I can think of a few approaches to do this.
The first one is the most applicable to this use case, but I'm adding three more for related situations.
1. Python (matplotlib + numpy numeric arrays)
If you want to stick with Python, you can follow hitzg's answer. But there are a few critical details to take into consideration. Once you generate the first boxplot, you don't need that data anymore, so ensure you free up that memory. Adapting the other answer, the code looks like this:
import matplotlib.cbook as cbook
import matplotlib.pyplot as plt
import numpy as np
x = np.random.rand(10,10)
y = np.random.rand(10,10)
z = np.random.rand(10,10)
fig, ax = plt.subplots(1,1)
bxpstats = list()
for dataset, label in zip([x, y, z], ['X', 'Y', 'Z']):
bxpstats.extend(cbook.boxplot_stats(np.ravel(dataset), labels=[label]))
# free up the memory
del dataset
ax.bxp(bxpstats)
plt.show()
If you are using numeric numpy arrays, using del
will release the memory. However, this won't work if using numpy objects or pandas data frames (explanation), see next options for alternatives.
2. Python (matplotlib + pandas data frames)
If you're using pandas data frames. Then using del data_frame
, won't release the memory. However, you can compute the boxplot statistics and store them (e.g. in a JSON file) and then kill the process, to ensure the memory is released. You can compute the statistics with matplotlib.cbook.boxplot_stats
, store in JSON, load the JSON files in a new process, and use bxp
to plot.
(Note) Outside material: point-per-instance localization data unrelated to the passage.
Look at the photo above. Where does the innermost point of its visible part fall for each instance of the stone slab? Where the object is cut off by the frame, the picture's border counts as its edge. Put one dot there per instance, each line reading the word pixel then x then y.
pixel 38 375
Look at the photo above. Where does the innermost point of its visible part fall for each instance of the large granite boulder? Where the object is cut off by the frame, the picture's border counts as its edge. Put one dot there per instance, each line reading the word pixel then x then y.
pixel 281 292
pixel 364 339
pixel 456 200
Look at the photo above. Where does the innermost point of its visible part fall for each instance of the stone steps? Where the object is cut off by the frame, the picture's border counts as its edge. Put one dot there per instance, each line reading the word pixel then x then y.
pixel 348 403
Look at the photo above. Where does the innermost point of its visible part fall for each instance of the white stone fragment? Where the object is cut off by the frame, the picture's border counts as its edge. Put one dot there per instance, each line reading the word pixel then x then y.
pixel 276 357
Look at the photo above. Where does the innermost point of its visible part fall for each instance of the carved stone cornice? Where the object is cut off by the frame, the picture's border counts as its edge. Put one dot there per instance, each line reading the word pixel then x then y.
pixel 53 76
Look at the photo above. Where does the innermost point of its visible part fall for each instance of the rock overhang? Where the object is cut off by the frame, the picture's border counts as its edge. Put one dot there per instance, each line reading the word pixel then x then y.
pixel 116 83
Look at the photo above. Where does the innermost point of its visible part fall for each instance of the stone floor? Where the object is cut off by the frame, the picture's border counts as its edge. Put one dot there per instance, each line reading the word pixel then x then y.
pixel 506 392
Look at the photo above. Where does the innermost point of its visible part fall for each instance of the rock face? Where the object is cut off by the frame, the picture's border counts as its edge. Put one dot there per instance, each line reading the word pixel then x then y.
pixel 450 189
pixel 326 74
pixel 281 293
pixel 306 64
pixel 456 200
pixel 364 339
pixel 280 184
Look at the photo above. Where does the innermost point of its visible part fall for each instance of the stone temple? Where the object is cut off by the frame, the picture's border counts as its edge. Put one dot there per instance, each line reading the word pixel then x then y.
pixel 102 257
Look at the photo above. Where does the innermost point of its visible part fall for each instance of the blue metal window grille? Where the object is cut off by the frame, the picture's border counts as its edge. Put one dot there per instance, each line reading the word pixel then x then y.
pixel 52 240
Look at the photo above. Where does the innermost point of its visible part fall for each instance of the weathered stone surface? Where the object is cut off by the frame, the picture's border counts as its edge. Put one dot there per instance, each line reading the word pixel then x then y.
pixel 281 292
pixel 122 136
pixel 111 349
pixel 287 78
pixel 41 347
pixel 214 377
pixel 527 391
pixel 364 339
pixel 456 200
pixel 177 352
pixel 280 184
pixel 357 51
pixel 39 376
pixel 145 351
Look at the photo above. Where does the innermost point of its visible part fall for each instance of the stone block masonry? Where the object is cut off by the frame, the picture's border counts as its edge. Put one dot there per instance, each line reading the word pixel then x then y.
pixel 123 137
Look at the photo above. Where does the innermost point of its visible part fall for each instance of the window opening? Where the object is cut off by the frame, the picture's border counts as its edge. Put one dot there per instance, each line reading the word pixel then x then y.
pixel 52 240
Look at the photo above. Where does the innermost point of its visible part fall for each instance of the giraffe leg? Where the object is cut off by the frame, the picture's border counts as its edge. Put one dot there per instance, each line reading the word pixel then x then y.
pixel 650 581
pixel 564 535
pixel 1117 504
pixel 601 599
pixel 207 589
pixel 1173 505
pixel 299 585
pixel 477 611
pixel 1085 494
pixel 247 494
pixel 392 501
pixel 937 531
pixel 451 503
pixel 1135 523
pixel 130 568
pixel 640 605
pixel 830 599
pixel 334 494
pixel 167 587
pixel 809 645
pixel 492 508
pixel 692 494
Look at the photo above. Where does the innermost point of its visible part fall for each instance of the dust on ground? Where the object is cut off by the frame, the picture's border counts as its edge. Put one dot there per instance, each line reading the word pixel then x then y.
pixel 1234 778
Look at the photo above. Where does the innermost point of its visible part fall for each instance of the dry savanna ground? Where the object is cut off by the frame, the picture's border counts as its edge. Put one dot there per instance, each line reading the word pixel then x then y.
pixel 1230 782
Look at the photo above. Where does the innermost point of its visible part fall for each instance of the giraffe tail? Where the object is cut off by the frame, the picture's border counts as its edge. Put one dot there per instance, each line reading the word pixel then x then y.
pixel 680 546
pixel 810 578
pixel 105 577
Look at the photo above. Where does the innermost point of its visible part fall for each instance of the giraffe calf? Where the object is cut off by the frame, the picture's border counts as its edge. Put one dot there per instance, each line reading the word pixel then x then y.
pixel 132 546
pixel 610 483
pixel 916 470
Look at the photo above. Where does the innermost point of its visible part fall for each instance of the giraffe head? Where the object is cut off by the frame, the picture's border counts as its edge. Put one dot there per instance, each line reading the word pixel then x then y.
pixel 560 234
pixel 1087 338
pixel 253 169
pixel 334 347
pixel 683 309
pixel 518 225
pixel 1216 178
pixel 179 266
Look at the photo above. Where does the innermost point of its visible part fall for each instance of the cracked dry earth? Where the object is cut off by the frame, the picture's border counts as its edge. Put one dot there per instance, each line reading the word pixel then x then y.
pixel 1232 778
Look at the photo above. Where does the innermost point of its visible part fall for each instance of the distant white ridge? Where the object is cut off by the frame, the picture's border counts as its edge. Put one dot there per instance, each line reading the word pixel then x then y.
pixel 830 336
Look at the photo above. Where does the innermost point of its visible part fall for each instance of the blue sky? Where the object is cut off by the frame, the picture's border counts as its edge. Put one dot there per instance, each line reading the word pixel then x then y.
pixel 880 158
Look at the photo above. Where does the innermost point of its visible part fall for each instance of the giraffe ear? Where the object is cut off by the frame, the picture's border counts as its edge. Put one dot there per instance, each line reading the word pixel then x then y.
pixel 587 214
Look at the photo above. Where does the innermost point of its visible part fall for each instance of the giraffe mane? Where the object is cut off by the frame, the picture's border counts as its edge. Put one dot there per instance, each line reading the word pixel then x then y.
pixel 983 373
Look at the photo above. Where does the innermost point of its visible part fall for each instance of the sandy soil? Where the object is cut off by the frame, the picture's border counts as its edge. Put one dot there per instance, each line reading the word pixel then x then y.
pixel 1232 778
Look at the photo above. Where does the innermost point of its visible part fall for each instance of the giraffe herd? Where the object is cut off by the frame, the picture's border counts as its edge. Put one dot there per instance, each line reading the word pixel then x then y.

Something like this:
python boxplot-stats.py --path some_data.csv
python boxplot-stats.py --path more_data.csv
python plot.py --path some_data.csv --path more_data.csv
(of course, you'd need to write the command-line interface to make it work)
3. Python (JupySQL) - easiest option if data is in CSV or parquet format
If your data is in .csv
, or .parquet
format (or you can convert it), you can use JupySQL; which has a plotting module that leverages SQL engines to efficiently compute statistics for plotting boxplots and histograms (example here, and here). Under the hood, it can use DuckDB to compute the statistics, and then passes them to matplotlib for plotting (without having to load all your data into memory!).
Code looks like this:
from sqlalchemy import create_engine
from sql import plot
conn = create_engine('duckdb:///')
plot.boxplot('path/to/data.parquet', 'column_to_plot', conn)
Note that you need these packages:
pip install jupysql duckdb duckdb-engine pyarrow
4. DuckDB + Python
Finally, you can use DuckDB directly, this will give you more flexibility, but you'll have to implement quite a few things. For a basic boxplot, all you need are quantiles, which you can quickly compute from DuckDB; here's a template you can use (just substitute the {{placeholders}}
):
SELECT
percentile_disc(0.25) WITHIN GROUP (ORDER BY "{{column}}") AS q1,
percentile_disc(0.50) WITHIN GROUP (ORDER BY "{{column}}") AS med,
percentile_disc(0.75) WITHIN GROUP (ORDER BY "{{column}}") AS q3,
AVG("{{column}}") AS mean,
COUNT(*) AS N
FROM "{{path/to/data.parquet}}"
To create a complete boxplot, you need a few more statistics. To know exactly which ones and how to compute them, you can use matplotlib's boxplot_stats
as reference, then compute the aggregations with DuckDB and the rest in Python, then pass that to matplotlib's bxp
function. This is actually how JupySQL works, you can use the implementation as reference.